Se a facilidade de reprodução de CD’s fez crescer a pirataria, o surgimento do MP3, a popularização da internet e seus downloads acabaram de decretar o declínio dessa mídia (agora, cantores ganham dinheiro mesmo é com shows, o que talvez explique o fato de artistas estrangeiros, cada vez mais, virem aportando em nosso país, em cidades fora do eixo Rio-São Paulo). Como resultado, vimos lojas de discos tradicionais calarem a voz, como a Vivace (Recife) e, no último dia do ano passado, a Modern Sound (Rio de Janeiro).
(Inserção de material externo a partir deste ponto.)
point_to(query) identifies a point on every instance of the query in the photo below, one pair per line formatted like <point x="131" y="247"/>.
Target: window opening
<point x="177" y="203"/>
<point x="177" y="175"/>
Hoje, os locais que ainda resistem são, em sua maioria, aqueles não exclusivamente voltados ao comércio de CD's - grandes livrarias, lojas de departamento e supermercados - ou de público específico.

Assim como os discos, o mundo gira e sobretudo quem tem parentes adolescentes percebe que, ao menos para esse público, o fim do CD já é realidade, está na agulha. Quanto aos mais velhos, estes devem continuar consumindo discos que, com o passar do tempo, devem virar objeto de colecionadores, saudosistas e aficionados, como acontece com os LP's, hoje em dia, que continuam sendo lançados e têm público cativo. É o ciclo da vida. Se antes precisávamos de um cômodo da casa para dispor todos os nossos livros e discos, hoje eles cabem na palma da nossa mão. Trocamos o cômodo pela comodidade: a tecnologia atual coloca a antiga no bolso (mas ainda fico com o disco do Pixinguinha).

Com a pulverização da música proporcionada pela internet, o acesso a novas canções tornou-se, ao mesmo tempo, fácil e difícil. Fácil porque, em vez de depender apenas de programações de rádio e tv como aperitivo para escutá-las, conhecê-las, saboreá-las, antes de partir para o prato principal, à la carte - o CD -, passou-se a contar com o grande, democrático e sortido self-service da internet, com infinitas opções para abrir o apetite, que dispensam sugestões do chef e jabás. Difícil pelo mesmo motivo: sem o outrora prato principal, não se faz uma refeição completa, belisca-se uma coisinha aqui e outra ali, apenas.

Embora ainda desafeito a esse novo modus vivendi, reconheço que, independentemente do formato (e do disco do Pixinguinha), a essência disso tudo - a música - permanecerá e, para apreciá-la, sempre precisaremos apenas dos ouvidos. Mas mudando o disco, eu ia falar da música da década passada. Fica pra próxima (vez, não década).